Status: Current level to beat: level 1

Command to try:

pytest -s tests/challenges/memory/ --level=1


The provided code is a unit test designed to validate an AI's ability to track events and beliefs of characters in a story involving moving objects, specifically marbles. This scenario is an advanced form of the classic "Sally-Anne test", a psychological test used to measure a child's social cognitive ability to understand that others' perspectives and beliefs may differ from their own.

Here is an explanation of the challenge:

The AI is given a series of events involving characters Sally, Anne, Bob, and Charlie, and the movements of different marbles. These events are designed as tests at increasing levels of complexity.

For each level, the AI is expected to keep track of the events and the resulting beliefs of each character about the locations of each marble. These beliefs are affected by whether the character was inside or outside the room when events occurred, as characters inside the room are aware of the actions, while characters outside the room aren't.

After the AI processes the events and generates the beliefs of each character, it writes these beliefs to an output file in JSON format.

The check_beliefs function then checks the AI's beliefs against the expected beliefs for that level. The expected beliefs are predefined and represent the correct interpretation of the events for each level.

If the AI's beliefs match the expected beliefs, it means the AI has correctly interpreted the events and the perspectives of each character. This would indicate that the AI has passed the test for that level.

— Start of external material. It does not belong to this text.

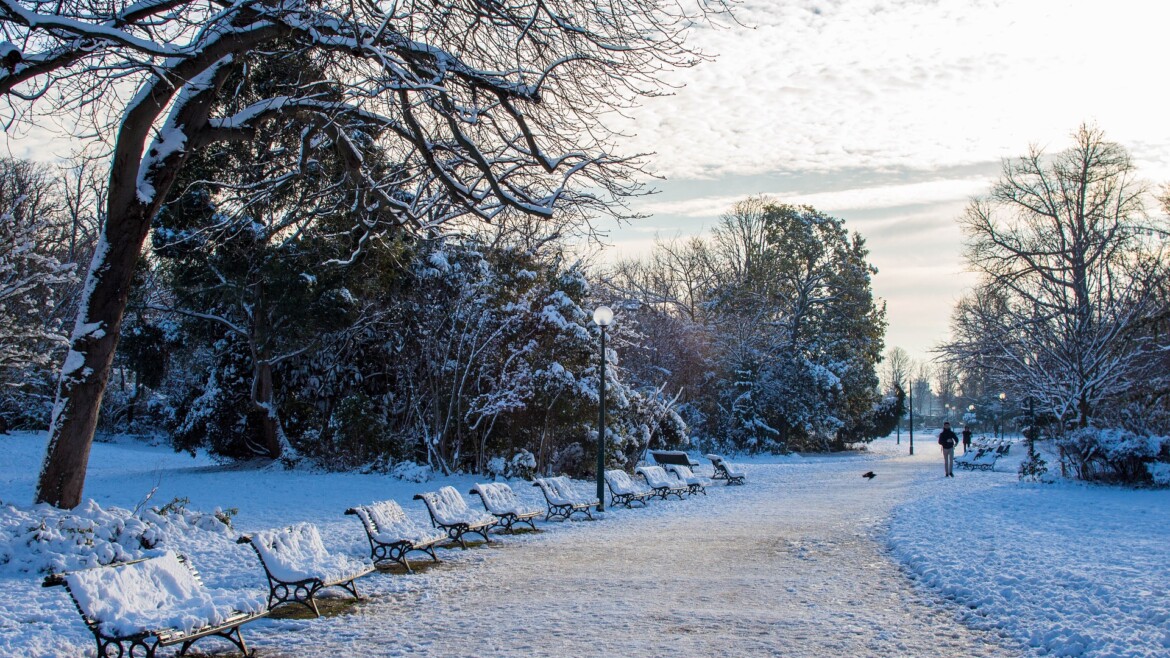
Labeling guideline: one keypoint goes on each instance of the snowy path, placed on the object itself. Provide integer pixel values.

The test runs for levels up to the maximum level that the AI has successfully beaten, or up to a user-selected level.


  • instructions_1.txt
Sally has a marble (marble A) and she puts it in her basket (basket S), then leaves the room. Anne moves marble A from Sally's basket (basket S) to her own basket (basket A).
  • instructions_2.txt
Sally gives a new marble (marble B) to Bob who is outside with her. Bob goes into the room and places marble B into Anne's basket (basket A). Anne tells Bob to tell Sally that he lost the marble b. Bob leaves the room and speaks to Sally about the marble B. Meanwhile, after Bob left the room, Anne moves marble A into the green box, but tells Charlie to tell Sally that marble A is under the sofa. Charlie leaves the room and speak to Sally about the marble A as instructed by Anne.

...and so on.

  • instructions_n.txt

The expected believes of every characters are given in a list:

expected_beliefs = {
    1: {
        'Sally': {
            'marble A': 'basket S',
        'Anne': {
            'marble A': 'basket A',
    2: {
        'Sally': {
            'marble A': 'sofa',  # Because Charlie told her
        'Anne': {
            'marble A': 'green box',  # Because she moved it there
            'marble B': 'basket A',  # Because Bob put it there and she was in the room
        'Bob': {
            'B': 'basket A',  # Last place he put it
        'Charlie': {
            'A': 'sofa',  # Because Anne told him to tell Sally so


This test essentially checks if an AI can accurately model and track the beliefs of different characters based on their knowledge of events, which is a critical aspect of understanding and generating human-like narratives. This ability would be beneficial for tasks such as writing stories, dialogue systems, and more.